Comercial Retrô AYO GG | Prima Donna, por 9MUSES

Caso vocês não saibam, paralelo aos posts que eu faço pro blog de coisas que vão saindo no pop asiático, eu me atirei numa aventura de ouvir e relembrar tudo que já foi lançado até então, pra conseguir fazer um ranking separado por décadas, começando com os anos 2010. E, nesse processo, eu descobri alguns trabalhos muito bons, acima da média e de qualquer expectativa que eu tivesse. Então, pra desovar algumas delas em forma de spoiler pra esse projeto futuro e megalomaníaco do AYO GG, de vez em quando vão surgir algumas reviews, listas, enfim, posts temáticos abordando lançamentos de anos anteriores. 

Pra iniciar os trabalhos, e testar um novo formato de fazer minhas resenhas de álbuns, resolvi pegar esse que deve ser um dos melhores álbuns de 2013 e do kpop no geral: o avassalador Prima Donna, do 9MUSES. O que pode ser meio redundante de dizer, já que o grupo deve ser um dos pouquíssimos exemplares cuja discografia é praticamente perfeita, principalmente quando falamos sobre singles. E, bom, o 9MUSES tem uma história curiosa e bem melancólica, com todo aquele problema com a Star Empire, que culminou num documentário excelente e bem cru da BBC sobre a indústria do kpop e da própria formação do 9MUSES até sua estreia (e do qual eu pretendo falar sobre um dia). 

A situação do grupo com a empresa não melhorou muito desde o fatídico 9MUSES of Star Empire, disponível no Youtube com legendas em inglês, e elas morreram no imaginário coreano sem uma vitória em programas de auditório ou números significativos nos charts (na verdade, elas até são lembradas por isso junto com outros dois atos que surgiram mais ou menos na mesma época, assunto que eu quero tratar em outra oportunidade). Mas isso não tira os méritos dos trabalhos impecáveis que elas lançaram, e nem do álbum do qual eu quero falar. Prima Donna, produzido pelo Sweetune, condensa toda a essência sexy e madura que o 9MUSES, na época com a sua melhor formação, teve durante esses quase 10 anos de história. A faixa-título que abre o álbum resume isso muito bem. 

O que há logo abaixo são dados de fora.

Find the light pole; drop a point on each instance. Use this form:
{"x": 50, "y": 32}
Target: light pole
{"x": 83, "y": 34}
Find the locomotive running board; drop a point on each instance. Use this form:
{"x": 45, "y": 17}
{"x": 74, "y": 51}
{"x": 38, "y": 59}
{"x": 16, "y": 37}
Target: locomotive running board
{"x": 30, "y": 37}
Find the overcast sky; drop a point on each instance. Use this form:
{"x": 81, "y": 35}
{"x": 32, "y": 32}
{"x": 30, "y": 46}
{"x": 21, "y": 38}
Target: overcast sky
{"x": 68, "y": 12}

Mas vamos falar de Gun, single dessa era e talvez um dos ápices do grupo na sua icônica singlegrafia. Pra gostar de Gun, a gente precisa manter a mente aberta como se estivéssemos vivendo no dia do lançamento porque não é o seu típico número EDM recheado de autotune como era comum de sair aos montes na época. Acho que por isso mesmo eu tenha acertado minhas contas com essa música tão tarde. Gun é uma delícia épica e elas sabem disso; tudo aqui converge pra criar um hit orgânico e extremamente sensual, como a guitarra sacana passeando pelo festival de trompetes, e os vocais que são contidos, mas ao mesmo tempo poderosos. É uma antítese excitante, que cria a expectativa pra algo acontecer, mas esse algo não acontece no tempo e jeito certos. 

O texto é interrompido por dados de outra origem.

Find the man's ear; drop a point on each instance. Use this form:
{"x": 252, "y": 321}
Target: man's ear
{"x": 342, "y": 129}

De alguma forma, existe uma coisa meio sessentista aqui, como uma trilha sonora de um filme de espionagem. Rumor dá continuidade ao estilo, apesar de parecer uma escolha estranha depois da faixa anterior ser tão arrebatadora. Já eu acho um bom follow-up na tracklist; é como se essas bandas de mod tipo The Kinks, The Jam, The Who e afins se encontrassem com o kpop e tivessem um filho. A letra é uma demonstração explícita de feminismo, aos moldes coreanos, que dificilmente você encontraria em outros grupos da mesma geração. Eu particularmente gosto do verso que diz “ela fez cirurgia ou não?”/cuida da sua vida/você é tão abelhudo porque ele é engraçado ao mesmo tempo que expõe uma prática muito comum dos netizens. 

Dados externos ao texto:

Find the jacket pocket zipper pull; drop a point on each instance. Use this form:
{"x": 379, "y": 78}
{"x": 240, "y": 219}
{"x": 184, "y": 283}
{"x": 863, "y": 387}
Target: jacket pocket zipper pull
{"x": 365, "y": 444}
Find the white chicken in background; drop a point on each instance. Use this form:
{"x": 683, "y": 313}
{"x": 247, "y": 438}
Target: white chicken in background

A Few Good Man é explosiva, mas com uma construção confusa. O que é uma pena porque a guitarra selvagem do começo da música é muito boa e só faz mais uma participação na ponte, muito bem executada entre a Sera e a Hyemi. Acho que ainda é um número que mantém a energia do álbum lá em cima, mas que eu não gosto tanto assim. Diferente de Last Scene, onde as coisas se invertem: temos uma balada R&B belíssima cujo começo é elegante o bastante pra cair facilmente no colo da Sade. Last Scene tem cheiro de cigarro e gosto amargo de uísque sem gelo, assim como uma decepção amorosa cheia de ressentimentos como a que elas cantam. Poucos grupos levariam um número sóbrio desses com a seriedade necessária.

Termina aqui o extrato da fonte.